2) Eingeschränkt sind sie durch den Bedarf an kreditwürdigen Entleihern und durch Regulierungen.

3) Eine wirkliche Grenze bildet nur das Verhältnis von Eigenkapital zu den Verbindlichkeiten.

4) Wo die Reserven sich nach der Höhe der Einlagen richten, ist das Timing wichtig: Die Anforderung an Reserven „folgt der Schaffung der Einlagen — sie geht ihr nicht voraus.”

5) „… dies widerlegt die Geldmultiplikator-Theorie” angesichts der Milliarden Dollars, die QE in das Bankensystem gepumpt hat.

6) „Die Höhe der Überschussreserven bestimmt nicht die Geldmenge, sondern kreditwürdige Entlei­her und die Regularien, die festlegen, wie Geld verliehen werden darf.”

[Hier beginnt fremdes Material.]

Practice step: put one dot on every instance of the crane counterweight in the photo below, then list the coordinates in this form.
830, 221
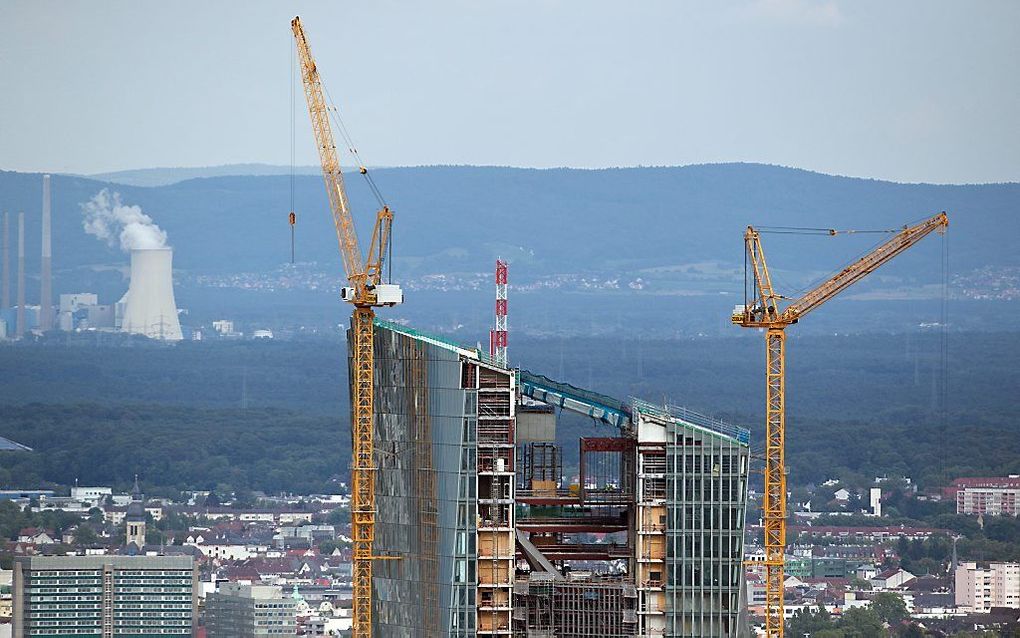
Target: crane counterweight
770, 310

Die Zentralbank braucht die Mindestreserve-Vorschrift höchstens, um ihren Zinssatz durchzusetzen. In der EU beträgt der Mindestreserve-Satz nur noch 1 Prozent. Für Kritiker „bedeutet das, dass die Banken etwa” hundertmal „mehr Geld schöpfen konn­ten, als sie real besitzen. Solange dabei mehr Kre­dite aus­ge­reicht als getilgt werden, steigt die Geldmenge im Land immer weiter an — völlig unkontrolliert von der Zentralbank oder gar der Regierung” [5].

„Kanada, Großbritannien, Neuseeland, Australien, Schweden und Hongkong haben keine Mindestreserve-Anforderungen mehr”. Auch in sol­chen Län­dern „können die Über-Nacht-Reserven der Geschäftsbanken nicht negativ werden. Die Zentralbank wird immer einschreiten, um die notwendigen Reser­ven zu ver­leihen, damit dies nicht passiert” [6, übersetzt].


[1]) Harald Wozniewski: „Die amerikanische Bankenkrise und die weltweite Finanzkrise”. Blog Meudalismus, 8.8.2008.
[2]) „Geldschöpfungsmultiplikator”. Wirtschaftslexikon24.com, 2018.
[3]) Bill Mitchell:“The role of bank deposits in Modern Monetary Theory”. Macroeconomic research, teaching and advocacy. Economic Outlook blog. 26.5.2011.
[5]) Paul Schreyer: „Geld aus dem Nichts”. TELEPOLIS, 18.12.2011.
[6]) WikipediA: “Reserve requirement”. Abgerufen am 1.5.2019.
[7]) Anja Ettel, Holger Zschäpitz: „Darum rüttelt die Bundesbank jetzt an unserem Geldsystem”. WELT, 29.4.2017.